Because you don't have to kiss it afterwards.



Women are like guns, keep one around long enough and you're going to want to shoot it.



How are women like babies?
When they both start to cry they're usually full of shit.



What do you get if you stuff your hand up a Gypsy's cunt when she's on the rag ?
Your palm read.



How many men does it take to open a beer?
None. It should be opened by the time she brings it.



What does a prostitute have at the end of her shift?
A box of Assorted Creams.



What do you do after you just raped a 12yr old deaf & dumb girl?
Break her fingers so she can't tell her mum.

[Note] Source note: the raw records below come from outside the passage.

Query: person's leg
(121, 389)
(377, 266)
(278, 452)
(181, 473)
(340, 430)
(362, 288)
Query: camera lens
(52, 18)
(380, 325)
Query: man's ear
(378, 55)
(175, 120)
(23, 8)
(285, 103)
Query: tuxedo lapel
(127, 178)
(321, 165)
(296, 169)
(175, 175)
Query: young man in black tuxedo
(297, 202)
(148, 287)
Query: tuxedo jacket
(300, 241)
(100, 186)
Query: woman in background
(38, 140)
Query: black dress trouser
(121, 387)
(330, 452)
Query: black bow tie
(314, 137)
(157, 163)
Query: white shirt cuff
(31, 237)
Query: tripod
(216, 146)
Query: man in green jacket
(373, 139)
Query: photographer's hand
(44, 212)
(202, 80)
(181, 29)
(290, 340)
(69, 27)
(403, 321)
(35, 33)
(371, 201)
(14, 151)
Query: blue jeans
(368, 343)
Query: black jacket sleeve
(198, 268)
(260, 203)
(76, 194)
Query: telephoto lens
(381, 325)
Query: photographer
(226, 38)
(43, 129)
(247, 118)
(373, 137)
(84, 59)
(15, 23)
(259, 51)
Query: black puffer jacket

How do you give a woman freedom of speech?
Take your dick out of her mouth.



What's the difference between a pussy & a cunt?
A pussy is a sweet, juicy, succulent, warm, fun and useful thing.
…A cunt is the thing that owns it.
 

Cloudy

Banned
What's the difference between a black man and a pizza?

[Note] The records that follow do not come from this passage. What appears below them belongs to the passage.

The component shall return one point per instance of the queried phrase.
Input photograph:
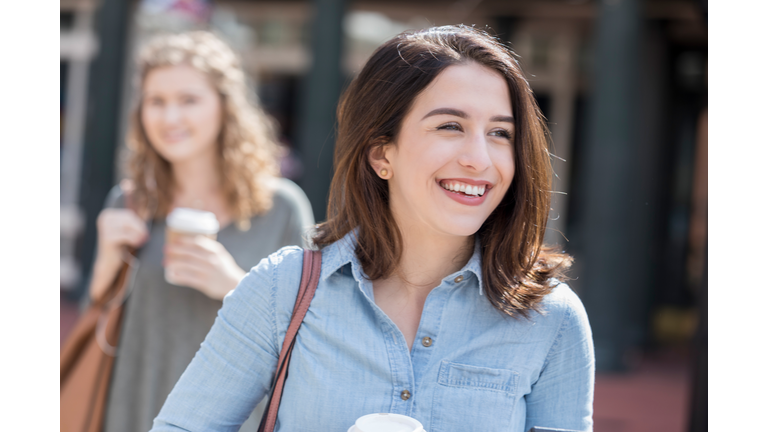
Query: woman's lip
(472, 182)
(464, 199)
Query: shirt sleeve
(563, 394)
(234, 367)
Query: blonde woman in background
(195, 141)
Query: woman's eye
(502, 133)
(450, 126)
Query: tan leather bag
(88, 355)
(310, 276)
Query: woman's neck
(427, 258)
(198, 185)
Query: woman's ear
(378, 159)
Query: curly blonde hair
(247, 143)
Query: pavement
(654, 396)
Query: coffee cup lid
(192, 220)
(386, 422)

One can feed a family of four
:lol

Completely stereotypical and offensive but ridiculously funny IMO. Thanks OA
rock.gif
 

Shinobi

Member
Well I'm black, so at least I'm offending myself in the process. :lol I won't touch the other races here, but there's really nothing better then a good racist as fuck joke.
 

demon

I don't mean to alarm you but you have dogs on your face
Ok, here's a racist as fuck mexican joke.

What kind of cans are there in Mexico?
Mexicans

LOLOLOLOLOLLOLOLOLOLOLOLOLOLOOLOOLO
 

demon

I don't mean to alarm you but you have dogs on your face
What do you call a white man surrounded by 100 black men?
Warden

What do you call a black hitchhiker?
stranded


don't ban me bish i love you and all black people. black people are cool, ya!